The middle classes could desert only if there was somewhere to desert to. At the moment the private sector couldn’t begin to offer the extent and range of care needed. In particular there is almost no non-NHS private practice, but most GPs are independent (private) practitioners—and they could decide to abandon NHS contracts and go it alone. They are currently threatening mass resignation. Mass desertion by GPs could potentially happen fast, and there are plenty of global hospital chains that could provide hospital care. It might even be that a company could spot a business opportunity and increase private healthcare capacity. Construction of hospitals might take time, but perhaps many would become available if the NHS was collapsing. Social care and some mental health care are already provided by the private sector. Insurance companies would also be needed, but both local and overseas companies already exist.

The doctors, particularly consultants and GPs, are the other group that could bring about the death of the NHS. Nurses, the biggest group of NHS employees, probably lack the muscle, and managers are unlikely to take the lead, although some of them might enjoy the challenge of setting up the new system—and undoubtedly nurses, managers, and the other professions within the NHS would be needed in a private system.

General practitioners could, as I’ve said, switch to providing services for non-NHS patients, and a body of them are already calling for charges to patients. Consultants are the most powerful group, and many of them currently work at least some of the time in the private sector. A professor of surgery once told me that surgeons innovated in the private rather than public sector because it was so much easier. There have long been mutterings about consultants forming chambers, like barristers, and selling their services to the highest bidders.

I write this on the day that the government has imposed a new contract on junior doctors, and negotiations are also underway for a new consultant contract. Perhaps the consultants could become so alienated, so resentful of heavy handed government that they could desert in large numbers. Again there has to be somewhere to desert to.

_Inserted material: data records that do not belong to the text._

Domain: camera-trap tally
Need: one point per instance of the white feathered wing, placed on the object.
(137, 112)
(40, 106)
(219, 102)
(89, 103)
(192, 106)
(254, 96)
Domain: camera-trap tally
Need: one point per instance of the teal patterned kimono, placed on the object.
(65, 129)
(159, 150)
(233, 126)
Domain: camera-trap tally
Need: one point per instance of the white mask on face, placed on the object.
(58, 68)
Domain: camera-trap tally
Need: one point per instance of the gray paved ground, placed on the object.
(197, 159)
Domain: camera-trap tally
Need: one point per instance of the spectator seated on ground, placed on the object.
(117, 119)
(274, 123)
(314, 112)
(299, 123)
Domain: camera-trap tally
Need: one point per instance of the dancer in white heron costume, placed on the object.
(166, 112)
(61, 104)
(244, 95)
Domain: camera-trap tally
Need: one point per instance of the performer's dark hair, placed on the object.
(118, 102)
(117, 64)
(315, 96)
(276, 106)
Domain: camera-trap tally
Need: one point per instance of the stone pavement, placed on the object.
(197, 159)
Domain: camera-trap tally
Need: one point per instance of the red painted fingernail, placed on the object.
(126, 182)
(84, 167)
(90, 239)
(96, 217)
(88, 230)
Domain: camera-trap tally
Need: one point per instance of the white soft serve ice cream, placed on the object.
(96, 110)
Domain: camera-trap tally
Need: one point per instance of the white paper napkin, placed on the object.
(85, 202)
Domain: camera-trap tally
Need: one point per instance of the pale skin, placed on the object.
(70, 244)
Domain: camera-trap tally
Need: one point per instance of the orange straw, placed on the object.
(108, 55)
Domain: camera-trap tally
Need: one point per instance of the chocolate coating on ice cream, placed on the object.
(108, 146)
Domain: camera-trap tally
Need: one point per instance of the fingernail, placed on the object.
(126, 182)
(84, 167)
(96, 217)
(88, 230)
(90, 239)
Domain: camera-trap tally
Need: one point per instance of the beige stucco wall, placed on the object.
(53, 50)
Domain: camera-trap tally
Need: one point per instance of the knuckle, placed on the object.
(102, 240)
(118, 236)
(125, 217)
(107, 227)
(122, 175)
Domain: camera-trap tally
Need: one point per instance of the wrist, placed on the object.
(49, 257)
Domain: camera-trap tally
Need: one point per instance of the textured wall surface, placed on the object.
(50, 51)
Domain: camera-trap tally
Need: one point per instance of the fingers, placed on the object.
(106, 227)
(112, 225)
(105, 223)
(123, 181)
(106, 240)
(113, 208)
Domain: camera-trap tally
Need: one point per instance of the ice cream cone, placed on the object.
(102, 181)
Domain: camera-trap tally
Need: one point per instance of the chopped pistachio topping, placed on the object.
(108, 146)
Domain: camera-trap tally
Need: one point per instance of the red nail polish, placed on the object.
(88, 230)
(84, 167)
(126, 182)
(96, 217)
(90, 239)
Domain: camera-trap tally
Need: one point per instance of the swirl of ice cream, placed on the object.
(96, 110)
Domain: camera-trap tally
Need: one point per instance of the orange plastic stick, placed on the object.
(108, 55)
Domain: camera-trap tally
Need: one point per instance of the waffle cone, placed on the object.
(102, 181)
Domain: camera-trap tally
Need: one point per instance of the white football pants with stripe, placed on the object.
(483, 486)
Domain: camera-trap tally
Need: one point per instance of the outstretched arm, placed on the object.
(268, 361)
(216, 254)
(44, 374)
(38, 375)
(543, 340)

Politicians are the final group who have the power to kill the NHS, and some people have long been convinced that that is what right wing politicians want. The Daily Mail, the newspaper with the most influence over politicians, is so persistent in its attacks on the NHS that it’s easy to think it wants to kill it. But politicians are well aware that despite lots of grumbling there continues to be huge public support for the NHS. The current Secretary of State for Health has taken a big gamble in imposing a contract on junior doctors, but a move that seemed to signal the end of the NHS would be far riskier.

Current politicians are unlikely to make any move that might kill the NHS unless they see that much of the public has lost confidence in the NHS. But as recent experiences in Britain and current experience in the US show the unexpected can happen very quickly in politics. Nigel Farage may be “Donald Trump lite,” but he has expressed doubts about the NHS. Perhaps a more strident and effective politician could arise on the right and kill the NHS.

Having been born four years after the launch of the NHS, I hope that it will “see me out.” I’ve never used a private system and hope never to have to, but as I think about the possible death of the NHS I reflect on the First World War. Historians still argue—and always will argue—about how it started, and the death of the NHS might be equally complicated, arising from deep forces, like countries arming themselves, and a particular incident, like the assassination in Sarajevo.

Richard Smith was the editor of The BMJ until 2004. 

Competing interest: RS was employed by UnitedHealth Group, a large health and wellbeingcompany.